- December 9, 2015
- Posted by: Kerry Tomlinson, Archer News
- Category: Posts with image
Researchers create a miniature temperature sensor that runs on radio waves and may change the way we live and work.
It’s the smallest temperature sensor in the world, a little larger than your average flea, and about half the size of your typical red ant.
And as BGR reports, this new creation by researchers at the Eindhoven University of Technology in the Netherlands needs no battery to operate.
The chip draws power from radio waves, and uses those same waves to communicate, BGR said.
“As a result, the chip doesn’t need a battery and never needs to be charged, representing a major leap forward for the Internet of Things and for electronics in general,” the report reads.
This tiny device may have the power to save lives. Randy Cleland with Archer Security Group said some of the first applications could be temperature sensing for places where wires are not possible or practical.
“I foresee new environmental safety products for electric sector workers,” Cleland said. “Monitors pick up unsafe conditions to warn workers and supervisors.”
He suggested the sensors could make a new safety system for miners and other industrial workers.
“Disposable ones dropped throughout a coal pile and in coal bunkers would warn of hot spots,” Cleland explained. “Utility engineers will use ‘sticky’ sensor chips to measure and assess many equipment and system issues.”
You may also end up with the sensors in your own home, he said.
“On the customer side, these sensor chips will provide feedback advancing the capabilities of today’s WiFi-enabled thermostats and household appliances,” Cleland said.
Researchers think the same technology can be used to create other sensors that measure things like movement, light, humidity and more, BGR reported, and ultimately, the sensors could be “painted” onto walls.
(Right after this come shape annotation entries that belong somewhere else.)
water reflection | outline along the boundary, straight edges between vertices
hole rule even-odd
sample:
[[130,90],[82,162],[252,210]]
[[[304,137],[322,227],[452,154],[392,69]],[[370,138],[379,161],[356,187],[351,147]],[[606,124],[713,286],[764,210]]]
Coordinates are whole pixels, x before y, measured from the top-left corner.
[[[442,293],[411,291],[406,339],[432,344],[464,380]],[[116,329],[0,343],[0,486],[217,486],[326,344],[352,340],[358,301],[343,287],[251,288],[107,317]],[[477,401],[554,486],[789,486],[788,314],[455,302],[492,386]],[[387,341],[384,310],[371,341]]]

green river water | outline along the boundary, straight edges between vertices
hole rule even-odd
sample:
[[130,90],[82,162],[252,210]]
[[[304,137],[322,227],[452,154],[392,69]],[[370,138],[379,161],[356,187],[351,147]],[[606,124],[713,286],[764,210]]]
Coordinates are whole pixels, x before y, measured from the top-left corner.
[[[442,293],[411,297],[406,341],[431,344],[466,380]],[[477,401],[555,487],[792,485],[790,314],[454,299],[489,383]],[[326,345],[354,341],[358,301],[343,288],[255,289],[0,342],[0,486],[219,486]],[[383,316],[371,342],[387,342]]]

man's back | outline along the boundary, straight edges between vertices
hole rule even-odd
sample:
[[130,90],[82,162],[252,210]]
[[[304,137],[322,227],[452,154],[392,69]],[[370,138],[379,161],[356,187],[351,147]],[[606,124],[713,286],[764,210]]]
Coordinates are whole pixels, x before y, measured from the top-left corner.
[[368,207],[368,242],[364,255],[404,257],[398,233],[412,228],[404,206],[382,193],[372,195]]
Patrick C. Miller with Archer Security Group said we can expect more of these kinds of technological advances.
“Technology will eventually disappear,” he said. “This is not to say that our lives will be devoid of technology, but quite the opposite. We will be swimming in it.”
Miller said technologies will continue to be miniaturized, and will be embedded into virtually every aspect of our lives.
“These next-next-generation interconnected miniature sensors, actuators, etc., will be the fabric of things,” he added. “At some point, we will be able to bridge the organic gap and these ‘technologies’ will literally have lives of their own.”